Group similar results, listing users

r937 · February 24, 2011, 3:23pm

yikes (no offence)

okay, try this –

SELECT bookmarks.url
     , m.dupes
     , bookmarks.title
     , SUBSTR(bookmarks.snippet, 1, 100) as snippet
     , bookmarks.datetime
     , [COLOR="Red"]t.tags[/COLOR]
     , [COLOR="Blue"]l.users[/COLOR]
  FROM ( SELECT url
              , COUNT(*) AS dupes
              , MIN(datetime) AS earliest
           FROM bookmarks
         GROUP
             BY url ) AS m
INNER
  JOIN bookmarks
    ON bookmarks.url = m.url
   AND bookmarks.datetime = m.earliest
[COLOR="red"]LEFT OUTER
  JOIN ( SELECT bookmark_id
              , GROUP_CONCAT(tag) AS tags
           FROM tags
         GROUP
             BY bookmark_id ) AS t
    ON t.bookmark_id = bookmarks.id[/COLOR]
[COLOR="blue"]LEFT OUTER
  JOIN ( SELECT bookmark_id
              , GROUP_CONCAT(user_id) AS users
           FROM links
          WHERE status = 'public'
         GROUP
             BY bookmark_id ) AS l
    ON l.bookmark_id = bookmarks.id[/COLOR]
ORDER 
    BY bookmarks.datetime DESC LIMIT 0, 9

Forbes · February 24, 2011, 4:30pm

OK, I tried that and it hung phpMyAdmin as well as my web browser, when I mirrored your code into mine.
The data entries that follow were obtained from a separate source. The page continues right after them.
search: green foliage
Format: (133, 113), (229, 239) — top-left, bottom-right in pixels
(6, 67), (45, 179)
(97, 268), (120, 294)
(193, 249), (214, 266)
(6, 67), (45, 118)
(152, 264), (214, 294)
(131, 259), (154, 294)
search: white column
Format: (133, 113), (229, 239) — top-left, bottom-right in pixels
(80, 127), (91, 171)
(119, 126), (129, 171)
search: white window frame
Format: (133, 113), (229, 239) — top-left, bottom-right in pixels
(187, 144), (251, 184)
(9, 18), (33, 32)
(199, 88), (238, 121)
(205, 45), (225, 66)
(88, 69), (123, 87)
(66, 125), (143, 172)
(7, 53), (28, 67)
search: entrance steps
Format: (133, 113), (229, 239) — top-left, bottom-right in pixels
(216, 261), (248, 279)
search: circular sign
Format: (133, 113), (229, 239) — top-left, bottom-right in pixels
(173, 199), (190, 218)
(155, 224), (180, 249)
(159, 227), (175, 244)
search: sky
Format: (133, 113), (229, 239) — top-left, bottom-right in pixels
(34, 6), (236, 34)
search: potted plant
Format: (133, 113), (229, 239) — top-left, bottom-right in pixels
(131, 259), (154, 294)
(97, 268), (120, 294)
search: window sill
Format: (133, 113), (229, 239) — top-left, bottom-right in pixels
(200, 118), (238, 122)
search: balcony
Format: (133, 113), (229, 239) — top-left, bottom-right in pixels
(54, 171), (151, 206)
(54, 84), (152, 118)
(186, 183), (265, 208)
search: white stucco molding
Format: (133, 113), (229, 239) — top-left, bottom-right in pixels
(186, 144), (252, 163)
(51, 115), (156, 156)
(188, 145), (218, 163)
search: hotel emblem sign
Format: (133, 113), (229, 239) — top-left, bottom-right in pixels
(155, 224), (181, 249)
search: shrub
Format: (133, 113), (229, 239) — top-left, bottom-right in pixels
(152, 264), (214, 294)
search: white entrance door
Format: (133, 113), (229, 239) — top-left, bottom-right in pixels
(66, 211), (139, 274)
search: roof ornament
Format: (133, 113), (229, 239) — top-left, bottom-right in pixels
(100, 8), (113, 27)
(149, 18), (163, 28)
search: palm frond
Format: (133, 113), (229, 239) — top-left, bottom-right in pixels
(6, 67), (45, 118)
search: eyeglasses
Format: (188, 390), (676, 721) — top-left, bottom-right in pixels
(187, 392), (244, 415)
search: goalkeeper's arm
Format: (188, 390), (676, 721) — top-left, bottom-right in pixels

r937 · February 24, 2011, 4:39pm

make (bookmark_id,tag) the PK in tabs table

make (bookmark_id,user_id) the PK in links table

Forbes · February 25, 2011, 9:20am

Just so I know what you’re asking, you want me to make the bookmark_id and tag columns in the tags table primary keys, and similarly, the bookmark_id and user_id columns in the links table primary keys, too?

r937 · February 25, 2011, 10:28am

not primary keys (plural), because a table can have only one primary key – but it can be a composite key, consisting of more than one column

Forbes · February 25, 2011, 10:35am

Ah, OK.

I tried bookmark_id and tag in the tags table, but got an error:

#1170 - BLOB/TEXT column ‘tag’ used in key specification without a key length

Incidentally, tag is already an index of type FULLTEXT; used in the search function of the website.

BTW — I bought your book “Simply SQL”. I thought it was the least I could do, given all of the wonderful help you’ve provided me with, not just here, but at least two or three times previously.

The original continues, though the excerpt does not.